Sen. McCain gave six decades of service to his country, serving not only in political positions, but also for five dreadful years as a prisoner of war during the Vietnam War. I did not always agree with him, but there was never any doubt that this man loved his country and would have given, and nearly did give, his life for it.
The comic strip was in sync with McCain’s final statement to his country when he said, “We weaken our greatness when we confuse our patriotism with tribal rivalries that have sown resentment and hatred and violence in all the corners of the globe. ... We weaken it when we hide behind walls rather than tear them down, when we doubt the power of our ideals rather than trust them to be the great force for change they’ve always been.” McCain also admitted, “We argue and compete and sometimes even vilify each other in our raucous public debates.”
This last statement fits so well with the “Pearls Before Swine” scenario. Stephen Pastis, the cartoonist, has created four characters, loud-mouthed Rat, simple-minded Pig, thoughtful Goat, and ad-libbing Zebra. The strip in question starts with two human figures who are using #@&* to yell at each other with the notation, “It seems like we are a bit divided.” Rat then offers advice. “Yell louder, because volume convinces, insult more because disrespect opens hearts and listen to more of the shows that made you hate everyone.
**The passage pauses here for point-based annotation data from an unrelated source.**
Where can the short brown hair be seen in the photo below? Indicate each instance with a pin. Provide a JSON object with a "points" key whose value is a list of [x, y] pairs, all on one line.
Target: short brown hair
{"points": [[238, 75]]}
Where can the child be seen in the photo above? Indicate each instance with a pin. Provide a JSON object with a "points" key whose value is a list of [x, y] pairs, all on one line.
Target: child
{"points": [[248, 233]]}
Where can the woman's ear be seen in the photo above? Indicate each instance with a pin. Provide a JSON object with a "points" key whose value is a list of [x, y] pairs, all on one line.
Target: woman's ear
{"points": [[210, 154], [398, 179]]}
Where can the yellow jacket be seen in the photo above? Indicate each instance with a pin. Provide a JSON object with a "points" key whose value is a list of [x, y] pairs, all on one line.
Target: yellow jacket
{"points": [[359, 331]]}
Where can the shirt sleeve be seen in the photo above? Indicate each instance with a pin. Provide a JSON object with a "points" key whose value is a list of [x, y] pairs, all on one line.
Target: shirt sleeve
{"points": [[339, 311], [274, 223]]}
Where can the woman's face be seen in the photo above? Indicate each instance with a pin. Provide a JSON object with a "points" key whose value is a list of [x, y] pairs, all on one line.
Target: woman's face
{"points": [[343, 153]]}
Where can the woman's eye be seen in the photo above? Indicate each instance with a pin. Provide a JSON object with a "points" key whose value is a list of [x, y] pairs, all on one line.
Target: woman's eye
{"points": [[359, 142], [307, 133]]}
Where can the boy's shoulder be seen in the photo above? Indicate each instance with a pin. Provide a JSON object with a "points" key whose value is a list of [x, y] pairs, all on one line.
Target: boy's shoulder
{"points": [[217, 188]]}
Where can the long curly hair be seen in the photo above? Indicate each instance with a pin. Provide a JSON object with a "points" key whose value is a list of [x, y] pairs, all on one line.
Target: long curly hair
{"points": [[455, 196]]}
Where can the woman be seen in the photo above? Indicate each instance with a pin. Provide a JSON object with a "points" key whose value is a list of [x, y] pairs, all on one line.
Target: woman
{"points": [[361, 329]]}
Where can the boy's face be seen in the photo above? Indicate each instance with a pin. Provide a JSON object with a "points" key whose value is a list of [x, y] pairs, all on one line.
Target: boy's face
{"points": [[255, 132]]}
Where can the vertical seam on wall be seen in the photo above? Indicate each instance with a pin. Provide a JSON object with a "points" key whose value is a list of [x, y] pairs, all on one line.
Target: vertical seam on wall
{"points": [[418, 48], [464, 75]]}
Because that helps.”
Rat then stands on top of the word and announces, “For as they say, divided we thrive.” Goat, responds, “It’s divided we fall.” Pig continues to yell, “I will insult you ’til I convince you.”
This is who we are today. We are allergic to dialogue that involves give and take. I am old enough, and so are many of our members of Congress, to remember when Democrats and Republicans could jointly craft legislation and make serious decisions in the best interest of the country and not just their political party or party’s wing. I can even recall when integrity and truthfulness were expected and often present in the halls of Congress and the White House, and the First Amendment was as important, if not more so, than the Second.
Some days it seems that we Americans will go on attacking each other, acting like Rat screaming, “Yell louder, because volume convinces.” Will it take a disaster for us to remember that we are all in this boat together and that we have lived through tougher times and survived well?
Sen. McCain ended his last thoughts on a positive note, saying, “We have always had so much more in common than in disagreement. If only we remember that and give each other the benefit of the presumption that we all love our country, we will get through these challenging times. We will come through them stronger than before. We always do.”
Wise words from a man who embodied the American spirit.